I conclude by calling attention to the comprehensiveness of Christ’s authority. After His crucifixion and resurrection—in His last conference with His followers—He announces His boldest claim to power universal and perpetual (Matt. 28):
... All power is given unto me in heaven and in earth. Go ye therefore, and teach all nations, baptizing them in the name of the Father, and of the Son, and of the Holy Ghost; Teaching them to observe all things whatsoever I have commanded you: and, lo, I am with you alway, even unto the end of the world. Amen.
Here is a Gospel intended for every human being; here is a code of morals that is to endure for all time; here is a solution for every problem that can vex a heart or perplex a world, and back of these is all power in Heaven and in Earth.
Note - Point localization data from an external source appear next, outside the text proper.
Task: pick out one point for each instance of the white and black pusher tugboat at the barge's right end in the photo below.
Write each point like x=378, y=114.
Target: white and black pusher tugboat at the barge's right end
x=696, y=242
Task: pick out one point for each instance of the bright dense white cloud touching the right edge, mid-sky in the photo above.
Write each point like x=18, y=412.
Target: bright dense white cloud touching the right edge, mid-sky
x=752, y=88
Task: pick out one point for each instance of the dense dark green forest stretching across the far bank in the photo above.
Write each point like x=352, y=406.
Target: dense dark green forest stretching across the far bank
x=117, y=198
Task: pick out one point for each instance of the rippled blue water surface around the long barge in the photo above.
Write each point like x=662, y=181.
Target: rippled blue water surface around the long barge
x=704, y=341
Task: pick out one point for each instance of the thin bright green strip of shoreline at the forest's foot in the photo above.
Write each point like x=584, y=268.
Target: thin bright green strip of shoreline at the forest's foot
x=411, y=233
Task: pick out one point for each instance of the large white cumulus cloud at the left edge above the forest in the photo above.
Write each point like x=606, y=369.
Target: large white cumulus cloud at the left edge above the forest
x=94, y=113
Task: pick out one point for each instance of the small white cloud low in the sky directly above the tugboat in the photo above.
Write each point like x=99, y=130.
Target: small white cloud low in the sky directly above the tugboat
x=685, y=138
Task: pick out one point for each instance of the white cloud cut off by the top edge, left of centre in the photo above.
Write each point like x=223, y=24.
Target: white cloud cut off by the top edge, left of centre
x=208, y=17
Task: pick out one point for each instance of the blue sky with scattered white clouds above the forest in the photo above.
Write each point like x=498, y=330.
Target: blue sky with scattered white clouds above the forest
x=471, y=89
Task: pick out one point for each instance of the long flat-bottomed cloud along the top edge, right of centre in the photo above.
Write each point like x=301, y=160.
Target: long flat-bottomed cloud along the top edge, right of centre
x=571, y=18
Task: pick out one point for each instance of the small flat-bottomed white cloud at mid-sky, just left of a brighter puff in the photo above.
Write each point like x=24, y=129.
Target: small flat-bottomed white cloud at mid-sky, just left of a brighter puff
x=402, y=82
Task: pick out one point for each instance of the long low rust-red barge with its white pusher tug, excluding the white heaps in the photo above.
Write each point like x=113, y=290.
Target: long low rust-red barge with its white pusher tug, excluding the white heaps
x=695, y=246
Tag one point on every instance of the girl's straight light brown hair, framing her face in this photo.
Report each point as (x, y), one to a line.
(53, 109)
The word all is used four times in a few sentences. There is nothing in reserve. We have the final word in religion—Jesus Christ for all, and for all time—“The same yesterday, and to-day and forever.”
IV
THE ORIGIN OF MAN
When the mainspring is broken a watch ceases to be useful as a timekeeper. A handsome case may make it still an ornament and the parts may have a market value, but it cannot serve the purpose of a watch. There is that in each human life that corresponds to the mainspring of a watch—that which is absolutely necessary if the life is to be what it should be, a real life and not a mere existence. That necessary thing is a belief in God. Religion is defined as the relation between God and man, and Tolstoy has described morality as the outward expression of this inward relationship.
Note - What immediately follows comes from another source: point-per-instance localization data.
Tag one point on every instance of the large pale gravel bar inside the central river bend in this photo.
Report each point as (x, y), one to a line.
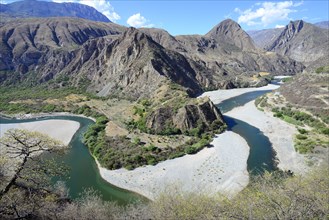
(222, 168)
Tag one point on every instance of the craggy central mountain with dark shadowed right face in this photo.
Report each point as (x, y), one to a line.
(132, 65)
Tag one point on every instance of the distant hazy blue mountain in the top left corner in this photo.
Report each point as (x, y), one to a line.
(33, 8)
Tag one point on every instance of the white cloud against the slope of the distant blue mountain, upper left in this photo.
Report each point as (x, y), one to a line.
(102, 6)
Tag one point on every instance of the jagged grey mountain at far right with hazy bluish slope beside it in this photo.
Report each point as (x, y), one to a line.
(298, 40)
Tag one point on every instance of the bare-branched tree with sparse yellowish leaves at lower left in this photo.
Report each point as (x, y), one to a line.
(27, 175)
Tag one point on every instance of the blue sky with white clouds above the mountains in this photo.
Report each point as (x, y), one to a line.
(198, 17)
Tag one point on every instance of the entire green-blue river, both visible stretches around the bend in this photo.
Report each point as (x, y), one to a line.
(85, 174)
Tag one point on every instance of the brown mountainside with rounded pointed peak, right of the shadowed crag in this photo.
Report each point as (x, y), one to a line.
(226, 56)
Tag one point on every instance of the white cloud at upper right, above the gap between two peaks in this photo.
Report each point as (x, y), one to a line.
(266, 13)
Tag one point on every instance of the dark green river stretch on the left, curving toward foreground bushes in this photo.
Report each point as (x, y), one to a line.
(83, 171)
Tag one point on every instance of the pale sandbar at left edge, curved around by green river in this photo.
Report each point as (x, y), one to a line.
(62, 130)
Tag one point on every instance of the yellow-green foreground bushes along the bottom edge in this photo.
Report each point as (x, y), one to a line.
(270, 196)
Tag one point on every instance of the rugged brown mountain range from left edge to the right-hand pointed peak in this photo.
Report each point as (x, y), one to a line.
(111, 59)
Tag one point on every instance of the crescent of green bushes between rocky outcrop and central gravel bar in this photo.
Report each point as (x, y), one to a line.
(122, 151)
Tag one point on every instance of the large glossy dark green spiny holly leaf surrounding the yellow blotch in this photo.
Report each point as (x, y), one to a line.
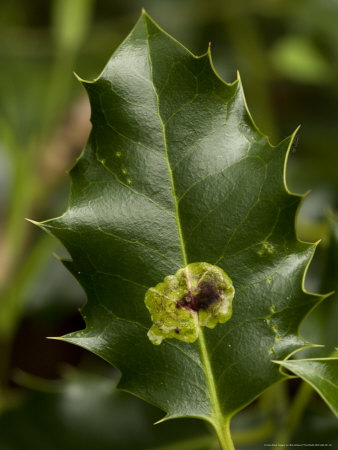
(175, 172)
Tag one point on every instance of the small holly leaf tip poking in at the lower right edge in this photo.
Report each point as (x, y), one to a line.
(321, 374)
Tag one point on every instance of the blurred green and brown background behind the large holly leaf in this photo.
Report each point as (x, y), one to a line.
(54, 395)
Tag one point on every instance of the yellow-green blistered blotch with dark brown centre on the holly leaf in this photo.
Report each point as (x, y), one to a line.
(200, 294)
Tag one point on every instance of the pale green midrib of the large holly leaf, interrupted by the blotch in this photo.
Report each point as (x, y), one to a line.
(218, 417)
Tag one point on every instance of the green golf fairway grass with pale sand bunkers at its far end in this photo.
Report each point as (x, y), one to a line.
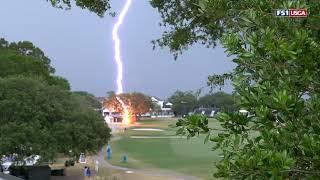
(191, 157)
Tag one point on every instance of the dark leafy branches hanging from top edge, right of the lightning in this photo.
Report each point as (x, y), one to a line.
(190, 24)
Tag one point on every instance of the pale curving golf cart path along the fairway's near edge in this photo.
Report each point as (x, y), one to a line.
(161, 174)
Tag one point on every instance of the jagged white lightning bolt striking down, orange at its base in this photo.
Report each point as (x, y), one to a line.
(117, 56)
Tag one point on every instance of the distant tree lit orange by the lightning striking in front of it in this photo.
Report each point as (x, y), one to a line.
(138, 102)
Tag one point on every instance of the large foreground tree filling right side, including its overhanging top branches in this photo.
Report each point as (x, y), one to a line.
(276, 79)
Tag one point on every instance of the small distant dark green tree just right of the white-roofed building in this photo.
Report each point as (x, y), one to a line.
(183, 102)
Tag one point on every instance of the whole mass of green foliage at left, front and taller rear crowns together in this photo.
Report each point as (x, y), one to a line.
(38, 113)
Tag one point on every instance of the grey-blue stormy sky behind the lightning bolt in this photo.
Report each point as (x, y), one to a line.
(80, 46)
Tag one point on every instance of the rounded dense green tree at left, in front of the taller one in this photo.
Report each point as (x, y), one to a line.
(46, 120)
If it be true, as I believe it is, that morality is dependent upon religion, then religion is not only the most practical thing in the world, but the first essential. Without religion, viz., a sense of dependence upon God and reverence for Him, one can play a part in both the physical and the intellectual world, but he cannot live up to the possibilities which God has placed within the reach of each human being.
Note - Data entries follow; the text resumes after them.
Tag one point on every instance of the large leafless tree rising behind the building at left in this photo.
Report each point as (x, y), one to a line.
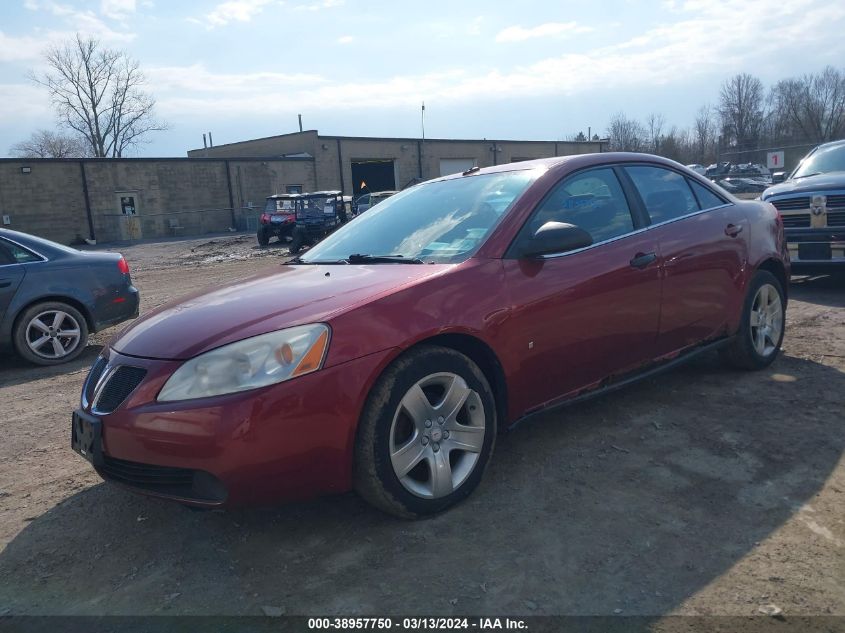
(98, 92)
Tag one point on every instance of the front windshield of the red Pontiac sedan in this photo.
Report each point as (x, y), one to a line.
(443, 221)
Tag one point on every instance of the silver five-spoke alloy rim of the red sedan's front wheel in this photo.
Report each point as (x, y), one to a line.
(437, 435)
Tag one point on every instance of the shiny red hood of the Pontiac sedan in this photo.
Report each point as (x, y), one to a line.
(291, 295)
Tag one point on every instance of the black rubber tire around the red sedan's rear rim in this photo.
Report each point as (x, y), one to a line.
(742, 352)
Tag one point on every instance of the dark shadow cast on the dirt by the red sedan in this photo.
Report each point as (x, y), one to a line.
(634, 502)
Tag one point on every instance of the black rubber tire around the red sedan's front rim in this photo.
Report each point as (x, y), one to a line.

A belief in God is fundamental; upon it rest the influences that control life.
First, the consciousness of God’s presence in the life gives one a sense of responsibility to the Creator for every thought and word and deed.
Second, prayer rests upon a belief in God; communion with the Creator in the expression of gratitude and in pleas for guidance powerfully influences man.
Third, belief in a personal immortality rests upon faith in God; the inward restraint that one finds in a faith that looks forward to a future life with its rewards and punishments, makes outward restraint less necessary. Man is weak enough in hours of temptation, even when he is fortified by the conviction that this life is but a small arc of an infinite circle; his power of resistance is greatly impaired if he accepts the doctrine that conscious existence terminates with death.